Supervise undergraduate or graduate teaching, internship, and research work.
AI: Partial - AI can support supervision by monitoring progress, offering feedback, and managing logistics, but it cannot fully assume mentorship, assessment, or responsibility for students' academic and professional development.
Collaborate with colleagues to address teaching and research issues.
AI: Partial - AI can synthesize research, draft proposals, and facilitate communication, but it cannot replace face-to-face negotiation, trust-building, and shared governance among colleagues.
Conduct research in a particular field of knowledge and publish findings in professional journals, books, or electronic media.
AI: Partial - AI can automate literature reviews, data analysis, and draft writing, but it cannot fully replace researchers' creativity, experimental judgment, fieldwork, and ethical accountability required to conduct and publish original research.
Act as advisers to student organizations.
AI: Partial - AI can advise student organizations by providing templates, policy guidance, and event planning support, but it cannot replace the human mentoring, oversight, and responsibility expected of faculty advisers.
Serve on academic or administrative committees that deal with institutional policies, departmental matters, and academic issues.
AI: Partial - AI can analyze policies, draft committee materials, and simulate outcomes, but committee service requires human judgment, institutional knowledge, and collective decision-making.
Perform administrative duties, such as serving as department head.

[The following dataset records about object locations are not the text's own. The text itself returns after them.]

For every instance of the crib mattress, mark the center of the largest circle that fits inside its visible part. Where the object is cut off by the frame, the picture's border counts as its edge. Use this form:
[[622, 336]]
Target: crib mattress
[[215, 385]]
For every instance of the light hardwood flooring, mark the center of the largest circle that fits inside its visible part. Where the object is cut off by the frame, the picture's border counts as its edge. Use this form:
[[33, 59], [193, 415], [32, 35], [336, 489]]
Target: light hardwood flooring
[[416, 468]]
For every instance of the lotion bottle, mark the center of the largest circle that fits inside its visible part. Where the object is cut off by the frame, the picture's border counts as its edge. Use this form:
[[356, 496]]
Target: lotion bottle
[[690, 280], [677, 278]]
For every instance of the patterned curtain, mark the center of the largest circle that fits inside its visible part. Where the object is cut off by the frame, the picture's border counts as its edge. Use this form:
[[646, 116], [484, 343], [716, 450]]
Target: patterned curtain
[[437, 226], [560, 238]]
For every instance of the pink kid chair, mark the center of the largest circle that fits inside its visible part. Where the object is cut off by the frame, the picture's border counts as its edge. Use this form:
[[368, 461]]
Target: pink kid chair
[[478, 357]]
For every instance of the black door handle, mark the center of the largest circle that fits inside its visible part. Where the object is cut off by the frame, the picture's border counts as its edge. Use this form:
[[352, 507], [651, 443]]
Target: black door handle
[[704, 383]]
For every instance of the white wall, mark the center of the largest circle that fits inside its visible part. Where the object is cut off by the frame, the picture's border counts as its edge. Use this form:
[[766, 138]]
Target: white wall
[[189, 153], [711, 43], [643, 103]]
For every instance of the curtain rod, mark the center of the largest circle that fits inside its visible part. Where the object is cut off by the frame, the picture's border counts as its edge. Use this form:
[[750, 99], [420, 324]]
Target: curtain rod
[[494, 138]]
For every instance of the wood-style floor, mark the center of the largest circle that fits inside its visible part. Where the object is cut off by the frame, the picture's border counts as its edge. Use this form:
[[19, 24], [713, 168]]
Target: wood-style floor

AI: Partial - AI can automate many administrative tasks (scheduling, drafting memos, reporting) but cannot fully perform the leadership, personnel decisions, accountability, and political negotiation required of a department head.
Participate in student recruitment, registration, and placement activities.
AI: Partial - AI can automate and personalize outreach, process registrations, and help match students to placements, yet recruitment and placement still rely on human judgment, interviews, and institutional relationships.
Participate in campus and community events.
AI: Partial - AI can help organize, promote, and even participate virtually in events, but meaningful campus and community engagement typically requires in-person presence and relational work that AI cannot fully replicate.
Provide professional consulting services to government or industry.
AI: Partial - AI can generate analyses, policy briefs, and technical recommendations for government or industry, but cannot fully replace human client relationships, on‑the‑ground judgment, liability-bearing consulting roles, and stakeholder negotiations.